3.20.2006

hard!

kenton directing the shotdelon sending one offamy and haylee in traditional curling attire
apparently this is becoming more of a photo blog as opposed to the confabulation of wit and adventure that i had originally endeavored. writing is proving too bromidic, and when the trouble is suffered, the results are less than inspiring. however, photography is rousing my enthusiasm and demanding more of my time and money than i have to offer, at least without consequence, at this stage. perhaps i'm just one of those folks who thinks in images, and as a result finds more creative fulfilment through visual expression.

so i figured that i would just post some photographs of our recent westside outdoors excursion to the not-so-outdoors marpole curling club, foregoing words with the intention that the story would tell itself. according to my sister, this is not the case; and so, to relieve any anxieties or misunderstandings, these words have been offered. thanks for hanging in there.

3.13.2006

posts

posts at lighthouse park beach, point roberts, washington.

3.09.2006

obstinate

this is my sister, in the red. i like her.

after turning the house inside out
in search of some matches to light the barbeque, i finally got it started. it took several minutes to burn off the leftovers of my last charbroiling session, and then the coals had warmed sufficiently enough for the chicken to go on. no sooner had i returned to the kitchen to fetch the basting sauce, did a storm the likes of which vanhattan hasn't seen in years begin to pelt our poor weather-sensitized citizens with hail and sleet and snow and wind and other such things that i'm no longer used to. because of my espousal of mother's obstinate all-season barbequeing, i too braved the meteorological adversity with an equanimity anchored solely by my hunger. and let me tell you, it was almost worth it. it certainly would have been; that is, if the chicken hadn't been stored in the fridge for several days too many.

3.06.2006

ps

as a post-script to my previous entry, i don't intend to sound glum. rather, i wish to express my pining for change and for adventure, and at the same time, my sadness at the prospect of leaving my home of the past four years.

of the gladdest moments in human life, methinks, is the departure on a distant journey into unknown lands. shaking off, with one mighty effort, the fetters of Habbit, the leaden weight of Routine, the cloak of many Cares, the slavery of Home, one feels once more happy. the blood flows with the fast circulation of childhood....a journey, in fact, appeals to Imagination, to Memory, to Hope - the three sister Graces of our moral being. (sir richard francis burton, in his novel zanzibar)

mixed

photograph taken from my sister and adjusted.

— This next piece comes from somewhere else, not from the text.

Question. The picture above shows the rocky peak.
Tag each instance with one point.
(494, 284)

a busy week has kept my mind occupied. helping me to mature were my westside church friends at homegroup on monday night, and bringing me back to my mid-to-late teenage years were mxpx on tuesday night. that's right- mxpx. but even that was an instance of maturation; if they had truly brought me back to the middle of my adolescence, i still would have been the oldest person at the punk rock show. the twelve-year-old girls beside me laughed condescendingly when mike herrera and i were the only ones shouting out the lyrics to my life story. they snickered again when i asked who hedley is. and they scoffed when bryan and i left before finding out.

i took wednesday and thursday off and was absolutely contented to do nothing as long as it wasn't work. and that's just about exactly what i did. or didn't do. what i mean is that i didn't really do anything. although i think that i spent more money on food and drink this week than i actually earned. i don't know if i feel guilty about that or not. but what i don't feel guilty about whatsoever, in fact what i feel unequivocally mirthful about, is that my last day at my job is march 31st. following closely on the heels of my upcoming emancipation will be many contrasting emotions. all of them are strong although they are mixing together into various shades of uncertainty: happiness is the same as sadness, excitement intermingles with anxiety, welcome is infused with regret. i'm leaving vancouver.